Is your blackjack dealer high?
The lowest U.S. employment rate in 18 years hasn't done much to lift wages, but the difficulty of finding workers is having one effect: convincing companies to stop testing job candidates for marijuana.
Caesars Entertainment made headlines this week for its decision to opt out of screening potential hires for pot use, with the casino operator implementing the policy nationwide, a spokesman confirmed, adding: "It was one factor disqualifying a lot of good people."
While garnering attention in recent days, the spokesperson said the policy has actually been in place since the end of 2016. AutoNation, the country's biggest auto dealership chain, also quietly made the move more than two years ago, the company's CEO told Bloomberg in January.
Caesars will continue testing for cannabis use for jobs, such as drivers, where federal rules mandate screening for marijuana. "We still test for pot -- and other drugs -- if we believe an employee is high on the job," the spokesman said.
The rules at Caesars potentially impact tens of thousands of workers, given it employs some 63,000 people in 13 states. About half of Caesars' workforce reside in Nevada, where voters legalized recreational pot use, starting in January 2017.
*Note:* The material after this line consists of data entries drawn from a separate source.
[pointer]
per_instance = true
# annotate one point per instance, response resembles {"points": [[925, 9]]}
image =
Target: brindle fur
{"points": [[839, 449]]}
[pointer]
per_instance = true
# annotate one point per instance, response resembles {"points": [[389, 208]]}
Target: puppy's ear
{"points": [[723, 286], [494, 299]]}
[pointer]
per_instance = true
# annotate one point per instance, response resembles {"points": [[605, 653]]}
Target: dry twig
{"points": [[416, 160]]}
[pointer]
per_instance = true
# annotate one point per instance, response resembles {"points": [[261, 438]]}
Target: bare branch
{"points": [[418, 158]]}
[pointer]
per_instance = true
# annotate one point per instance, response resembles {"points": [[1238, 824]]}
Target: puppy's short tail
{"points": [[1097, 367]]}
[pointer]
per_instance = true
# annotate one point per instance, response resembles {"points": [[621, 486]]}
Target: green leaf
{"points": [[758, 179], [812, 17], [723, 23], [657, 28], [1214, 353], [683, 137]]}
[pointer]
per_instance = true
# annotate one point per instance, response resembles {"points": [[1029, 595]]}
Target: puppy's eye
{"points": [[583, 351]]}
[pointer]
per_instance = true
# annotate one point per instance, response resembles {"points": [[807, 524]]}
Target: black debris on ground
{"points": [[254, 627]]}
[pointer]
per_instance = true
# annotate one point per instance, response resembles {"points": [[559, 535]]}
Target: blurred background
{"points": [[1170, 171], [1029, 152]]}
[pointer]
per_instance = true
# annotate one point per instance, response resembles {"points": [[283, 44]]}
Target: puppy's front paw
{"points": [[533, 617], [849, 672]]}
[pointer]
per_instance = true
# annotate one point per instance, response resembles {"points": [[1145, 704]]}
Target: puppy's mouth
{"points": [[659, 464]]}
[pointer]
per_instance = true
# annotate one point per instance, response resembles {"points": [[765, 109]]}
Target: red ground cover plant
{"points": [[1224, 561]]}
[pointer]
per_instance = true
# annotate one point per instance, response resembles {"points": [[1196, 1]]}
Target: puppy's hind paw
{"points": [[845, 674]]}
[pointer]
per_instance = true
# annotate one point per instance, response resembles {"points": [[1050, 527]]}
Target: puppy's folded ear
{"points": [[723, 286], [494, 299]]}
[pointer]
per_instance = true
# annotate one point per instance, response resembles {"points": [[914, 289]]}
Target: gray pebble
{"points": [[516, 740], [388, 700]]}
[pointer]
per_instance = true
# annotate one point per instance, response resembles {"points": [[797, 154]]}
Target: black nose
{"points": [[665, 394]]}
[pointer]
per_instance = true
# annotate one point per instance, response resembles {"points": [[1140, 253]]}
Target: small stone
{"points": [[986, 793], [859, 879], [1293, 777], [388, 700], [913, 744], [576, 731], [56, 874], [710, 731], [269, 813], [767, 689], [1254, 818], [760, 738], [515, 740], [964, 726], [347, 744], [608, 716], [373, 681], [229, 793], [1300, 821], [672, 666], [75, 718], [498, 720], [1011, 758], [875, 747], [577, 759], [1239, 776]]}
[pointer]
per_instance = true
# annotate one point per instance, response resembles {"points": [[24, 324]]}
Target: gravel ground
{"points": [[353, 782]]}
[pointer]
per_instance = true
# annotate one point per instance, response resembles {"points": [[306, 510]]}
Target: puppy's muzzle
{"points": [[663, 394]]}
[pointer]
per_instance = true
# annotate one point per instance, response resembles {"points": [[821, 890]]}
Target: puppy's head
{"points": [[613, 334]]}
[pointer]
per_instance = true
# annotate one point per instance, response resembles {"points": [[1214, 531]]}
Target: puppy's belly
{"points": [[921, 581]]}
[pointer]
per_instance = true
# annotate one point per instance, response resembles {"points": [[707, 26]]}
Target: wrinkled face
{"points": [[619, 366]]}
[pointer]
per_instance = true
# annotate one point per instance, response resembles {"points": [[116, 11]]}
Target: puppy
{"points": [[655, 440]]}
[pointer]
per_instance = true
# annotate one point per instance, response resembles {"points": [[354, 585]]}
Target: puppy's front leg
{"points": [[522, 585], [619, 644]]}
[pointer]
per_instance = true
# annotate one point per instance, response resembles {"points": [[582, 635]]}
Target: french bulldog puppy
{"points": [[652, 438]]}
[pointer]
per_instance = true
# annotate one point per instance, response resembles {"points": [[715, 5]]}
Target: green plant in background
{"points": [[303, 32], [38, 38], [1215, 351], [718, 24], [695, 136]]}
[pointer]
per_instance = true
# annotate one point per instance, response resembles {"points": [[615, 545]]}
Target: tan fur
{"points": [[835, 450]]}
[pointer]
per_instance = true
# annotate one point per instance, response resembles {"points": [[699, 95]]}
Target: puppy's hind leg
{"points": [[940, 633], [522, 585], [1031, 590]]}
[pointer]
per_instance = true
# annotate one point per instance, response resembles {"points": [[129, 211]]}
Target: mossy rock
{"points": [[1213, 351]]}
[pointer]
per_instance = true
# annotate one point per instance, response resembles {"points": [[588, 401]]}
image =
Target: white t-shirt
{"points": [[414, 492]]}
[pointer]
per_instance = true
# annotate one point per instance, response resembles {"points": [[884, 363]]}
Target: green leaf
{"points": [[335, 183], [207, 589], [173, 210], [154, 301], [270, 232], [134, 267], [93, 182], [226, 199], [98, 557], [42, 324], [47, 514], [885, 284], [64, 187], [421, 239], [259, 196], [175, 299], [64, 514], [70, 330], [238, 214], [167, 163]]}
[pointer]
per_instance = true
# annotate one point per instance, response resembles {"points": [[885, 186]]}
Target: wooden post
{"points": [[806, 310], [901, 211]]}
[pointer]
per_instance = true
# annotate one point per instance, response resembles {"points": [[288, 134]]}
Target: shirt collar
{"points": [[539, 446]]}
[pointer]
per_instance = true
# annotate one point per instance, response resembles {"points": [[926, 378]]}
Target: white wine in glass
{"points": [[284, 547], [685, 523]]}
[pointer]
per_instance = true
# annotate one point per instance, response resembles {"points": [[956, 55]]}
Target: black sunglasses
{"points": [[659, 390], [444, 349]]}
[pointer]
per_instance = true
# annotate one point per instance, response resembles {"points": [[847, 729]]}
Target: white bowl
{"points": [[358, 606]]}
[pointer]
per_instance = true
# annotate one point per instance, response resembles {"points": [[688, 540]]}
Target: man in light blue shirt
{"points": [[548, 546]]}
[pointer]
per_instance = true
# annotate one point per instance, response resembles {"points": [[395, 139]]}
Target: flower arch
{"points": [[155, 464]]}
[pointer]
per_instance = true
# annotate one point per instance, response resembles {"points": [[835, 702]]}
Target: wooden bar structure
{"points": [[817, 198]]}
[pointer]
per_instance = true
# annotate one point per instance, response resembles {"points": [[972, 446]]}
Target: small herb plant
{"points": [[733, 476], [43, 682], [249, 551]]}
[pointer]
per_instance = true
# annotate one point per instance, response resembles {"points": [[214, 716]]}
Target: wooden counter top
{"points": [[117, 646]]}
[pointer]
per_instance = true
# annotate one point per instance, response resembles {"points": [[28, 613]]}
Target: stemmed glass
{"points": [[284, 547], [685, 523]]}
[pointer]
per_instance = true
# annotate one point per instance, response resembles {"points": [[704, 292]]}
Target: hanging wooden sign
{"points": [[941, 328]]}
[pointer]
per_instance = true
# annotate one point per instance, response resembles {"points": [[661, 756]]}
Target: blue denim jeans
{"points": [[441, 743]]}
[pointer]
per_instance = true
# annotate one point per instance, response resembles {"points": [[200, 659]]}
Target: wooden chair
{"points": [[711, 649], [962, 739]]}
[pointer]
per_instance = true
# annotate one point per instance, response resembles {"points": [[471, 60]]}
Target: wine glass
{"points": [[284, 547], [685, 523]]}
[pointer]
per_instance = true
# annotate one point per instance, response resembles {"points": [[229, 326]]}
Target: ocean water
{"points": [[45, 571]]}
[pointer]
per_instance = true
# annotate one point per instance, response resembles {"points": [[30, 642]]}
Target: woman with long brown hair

The less stringent stance toward marijuana use, at least off the job, comes as businesses struggle to hire workers. U.S. employers advertising 6.6 million open jobs in March, up 7.8 percent from February and the highest count since the Department of Labor starting compiling the data in December 2000.
In Nevada, positive tests for marijuana use increased 43 percent last year in the state, according to data released by Quest Diagnostics, one of the biggest drug-testing labs in the country. Overall, 2.6 percent of workers tested by Quest tested positive for marijuana.
Employers in Colorado and Washington, the states where recreational use of pot has been legal the longest, have lower rates of including marijuana in drug tests, according to Barry Sample, Quest's senior director, science and technology. Last year, 98.4 percent of all urine drug tests conducted for employers nationwide included marijuana, versus 96.2 percent in Colorado and 97 percent in Washington.
"In the states that have more recently enacted recreational use statutes, it is still too early tell what will happen with testing patterns," Sample said in emailed statement.
The shift away from marijuana testing is expected to pick up as more states legalize cannabis for recreational use. About 30 states already allow medical use of the drug, according to the National Conference of State Legislatures.
Surveys conducted by the Federal Reserve last year found employers relaying experienced or qualified employees, some citing candidates' inability to pass drug tests" as among the factors making hiring more difficult.
In Maine, employers are effectively barred from testing job prospects for marijuana, a provision that took effect in February as part of the state's recreational marijuana law.